A hydropower project in Lowell, Massachusetts won the right to replace wooden flashboards with an inflatable pneumatic crest gate system -- and now seeks to modify provisions requiring specific actions to mitigate impacts on historic properties.
The Lowell Hydroelectric Project is located on the Merrimack River. While the project does not occupy any federal land, it is located within
the administrative boundary of the Lowell National Historical Park.
On July 6, 2010, project licensees Boott Hydropower, Inc., and Eldred L. Field Hydroelectric Facility Trust filed an application to amend the license for the Lowell Hydroelectric Project. The licensees requested authorization to replace the existing Pawtucket Dam’s wooden flashboards with a pneumatic crest gate system, and to change the configuration of the wooden flashboard system while the new crest gate system is being constructed. Also called "inflatable flashboards", a pneumatic crest gate system allows the dam operator to increase or decrease the effective height of the flashboard system remotely.
The application was contested. Among other things, Pawtucket Dam is listed on the National Register of Historic Places as part of the Lowell Park and two historic districts, one of which is a National Historic Landmark. Participants in the license amendment case disagreed about whether it is acceptable to alter the crest control structure on top of the dam and whether the effects of
doing so can be adequately mitigated. Some concern related to the visual impact of the inflatable flashboards, relative to the project's historic context.
But in 2013, the Federal Energy Regulatory Commission issued an Order Amending License allowing the licensee to replace the wooden flashboards with a pneumatic crest gate system.

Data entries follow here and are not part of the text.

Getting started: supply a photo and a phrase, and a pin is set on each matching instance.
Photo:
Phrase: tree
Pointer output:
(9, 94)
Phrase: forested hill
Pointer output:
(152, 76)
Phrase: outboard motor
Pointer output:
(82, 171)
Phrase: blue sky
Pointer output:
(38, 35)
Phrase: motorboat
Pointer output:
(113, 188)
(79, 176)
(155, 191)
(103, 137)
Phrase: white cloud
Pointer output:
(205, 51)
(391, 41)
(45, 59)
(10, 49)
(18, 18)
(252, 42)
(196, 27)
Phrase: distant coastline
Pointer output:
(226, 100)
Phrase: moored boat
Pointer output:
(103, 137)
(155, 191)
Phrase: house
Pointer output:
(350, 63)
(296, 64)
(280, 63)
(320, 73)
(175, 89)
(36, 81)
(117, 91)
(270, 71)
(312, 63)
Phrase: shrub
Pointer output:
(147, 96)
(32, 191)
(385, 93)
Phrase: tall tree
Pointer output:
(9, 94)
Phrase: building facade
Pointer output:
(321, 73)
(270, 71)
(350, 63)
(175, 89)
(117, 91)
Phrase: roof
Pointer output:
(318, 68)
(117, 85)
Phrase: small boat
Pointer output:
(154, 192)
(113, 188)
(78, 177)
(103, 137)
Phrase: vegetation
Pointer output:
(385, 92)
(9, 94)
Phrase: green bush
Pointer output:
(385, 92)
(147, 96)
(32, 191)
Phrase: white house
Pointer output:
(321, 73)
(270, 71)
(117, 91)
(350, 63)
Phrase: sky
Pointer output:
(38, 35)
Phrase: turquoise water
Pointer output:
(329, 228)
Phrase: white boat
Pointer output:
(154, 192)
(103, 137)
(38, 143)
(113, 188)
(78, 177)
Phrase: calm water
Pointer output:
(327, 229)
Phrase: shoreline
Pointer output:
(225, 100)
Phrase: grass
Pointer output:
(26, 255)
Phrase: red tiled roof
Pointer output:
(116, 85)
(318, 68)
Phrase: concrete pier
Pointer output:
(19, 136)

The Commission found "that the proposed pneumatic crest gate system can be installed without unacceptably altering the dam or adversely affecting the park and historic districts." The Commission therefore granted the licensees’ amendment request, subject to additional conditions.
Those conditions included a paragraph in the Order requiring the licensees to take certain actions "to mitigate any adverse effects on historic properties of installing the pneumatic crest gate system." These license required consultation with the Massachusetts State Historic Preservation Officer and the Lowell National Historical Park to the extent possible. The conditions also included specific measures including interpretive exhibits, a design for the compressor house featuring "materials and colors that are compatible with the historic fabric of the adjacent architecture, to ensure that the compressor house resembles nineteenth century buildings in Lowell," color and appearance requirements for the inflatable flashboard system.

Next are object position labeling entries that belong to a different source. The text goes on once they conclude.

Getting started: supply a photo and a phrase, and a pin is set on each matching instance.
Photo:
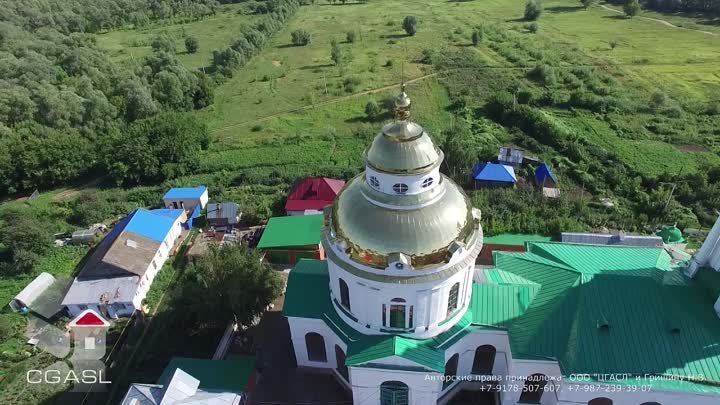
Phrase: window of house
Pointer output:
(450, 370)
(340, 360)
(374, 182)
(400, 188)
(452, 298)
(315, 345)
(344, 294)
(394, 393)
(533, 389)
(484, 360)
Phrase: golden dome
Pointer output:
(424, 226)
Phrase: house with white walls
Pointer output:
(395, 313)
(117, 276)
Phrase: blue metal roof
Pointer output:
(494, 172)
(180, 193)
(542, 172)
(149, 225)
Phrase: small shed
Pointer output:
(223, 216)
(289, 239)
(31, 292)
(493, 175)
(312, 195)
(506, 242)
(546, 181)
(511, 156)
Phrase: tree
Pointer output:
(231, 282)
(477, 36)
(336, 53)
(410, 25)
(533, 10)
(163, 43)
(300, 37)
(191, 44)
(631, 8)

But National Park Service subsequently indicated its willingness to waive these design-related mitigation requirements. According to a February 2, 2016, letter from the National Park Service, "it is National Park Service's policy not to make new construction look historic in appearance." Two days later, the licensee applied to the FERC to remove these mitigation requirements. That application notes that eliminating these requirements "decreases material ordering time and crest gate system installation time for this long-awaited improvement."
Comments on the application, motions to intervene, and protests are due by April 11, 2016.